For thousands of years men have fought and died in distant lands to protect what they see as right and in religious terms to spread what they believe to be the truth. Vikings struggled to cross the North Sea in primitive long boats, not only to rape and pillage but to set up their own communities around the east coast of Scotland and England. The Romans, marching all over Europe and conquering in the name of Rome, crushed whoever stood in their way. The English, long before pulverising the French at Agincourt, sent crusades to force their Christian beliefs on the Islamic Moors. Even Crete itself has seen its fair share of  invasions based on different credences. These are but a few examples.
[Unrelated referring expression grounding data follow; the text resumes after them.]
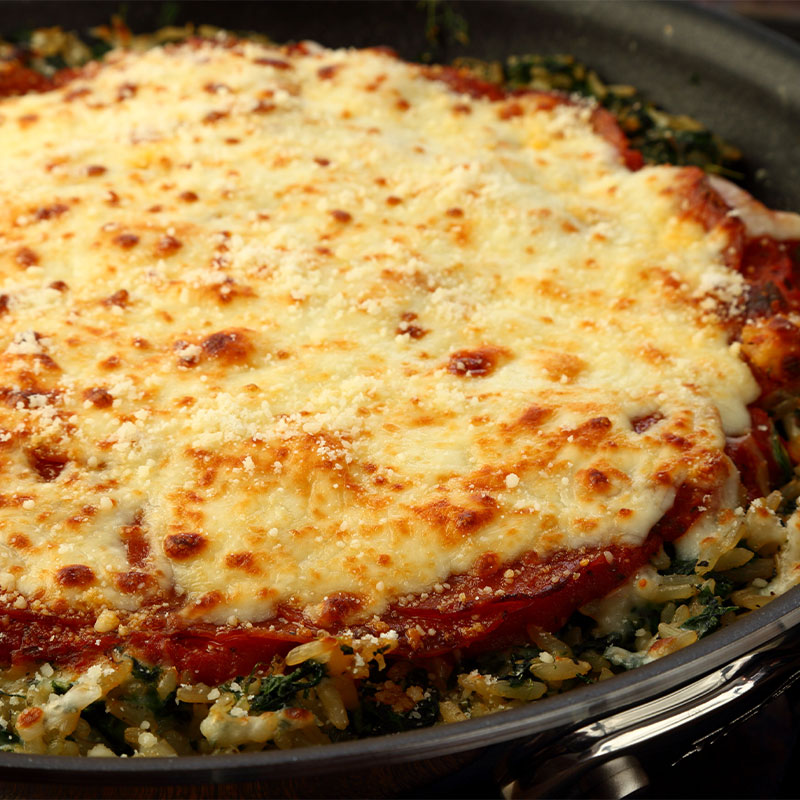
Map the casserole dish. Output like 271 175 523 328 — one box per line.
1 0 800 795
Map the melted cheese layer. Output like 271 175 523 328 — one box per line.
0 42 758 627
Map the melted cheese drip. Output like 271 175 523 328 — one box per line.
0 42 758 627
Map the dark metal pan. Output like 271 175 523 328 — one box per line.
1 2 800 796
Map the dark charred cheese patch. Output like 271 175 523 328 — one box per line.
447 347 509 377
26 447 68 482
56 564 95 588
631 412 664 433
164 532 207 560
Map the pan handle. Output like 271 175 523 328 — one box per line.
498 625 800 799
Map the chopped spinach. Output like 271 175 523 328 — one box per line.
131 659 160 684
463 645 540 685
681 587 738 638
771 428 794 484
348 668 440 737
50 679 71 696
247 660 326 713
666 557 699 576
80 701 133 756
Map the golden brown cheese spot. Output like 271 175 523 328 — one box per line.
252 100 276 114
117 83 138 101
575 464 631 501
0 296 9 316
330 209 352 223
318 65 340 80
569 416 613 447
27 447 68 482
156 234 182 255
535 351 586 382
415 494 498 540
14 246 39 268
33 203 68 221
518 405 555 429
113 232 140 249
83 387 113 408
56 564 95 588
447 347 508 377
445 207 464 218
8 533 30 549
85 164 107 176
201 329 254 365
498 102 524 120
99 355 120 370
49 280 68 292
225 551 259 574
396 311 427 339
204 82 232 94
663 432 692 451
102 289 129 308
164 532 207 560
254 58 292 70
191 590 223 612
179 190 199 203
18 113 39 128
203 110 229 124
I have long held the notion that fanaticism in the name of religion is at the core of all human conflict and I think there must be an inherent flaw in our psyche that lets us simply lie down while despots rule and control the masses for their own end.

 

And so it goes on: wars mostly being fought in the name of religion on nearly every continent in the world. It is then, when I experience the vivid memories of that war cemetery in Greece that the end result of war is brought rudely home to me. I just have to picture the rows upon rows of white headstones to realise that the whole concept of war seems so futile and such a waste of precious life. Apparently there is a German cemetery in the same area but it lies derelict and uncared for and surely this too is a crime in its own way. It reminds me of the lyrics to that ever so mournful lament ‘Green Fields of France’:

 

…The countless white crosses stand mute in the sand

To man’s blind indifference to his fellow man…

 

But what I mostly would like to leave you with is this: as extreme as our capacity for death and destruction is, so too is our infinite capacity to forgive, rebuild and re-love. Thus I was shown at Souda Bay.

A Greek Tragedy Video

 

If you ever find yourself on the island of Crete I would recommend a visit to the British Commonwealth War Cemetery; put it on the top of your list of places to see. It is well worth the grapes.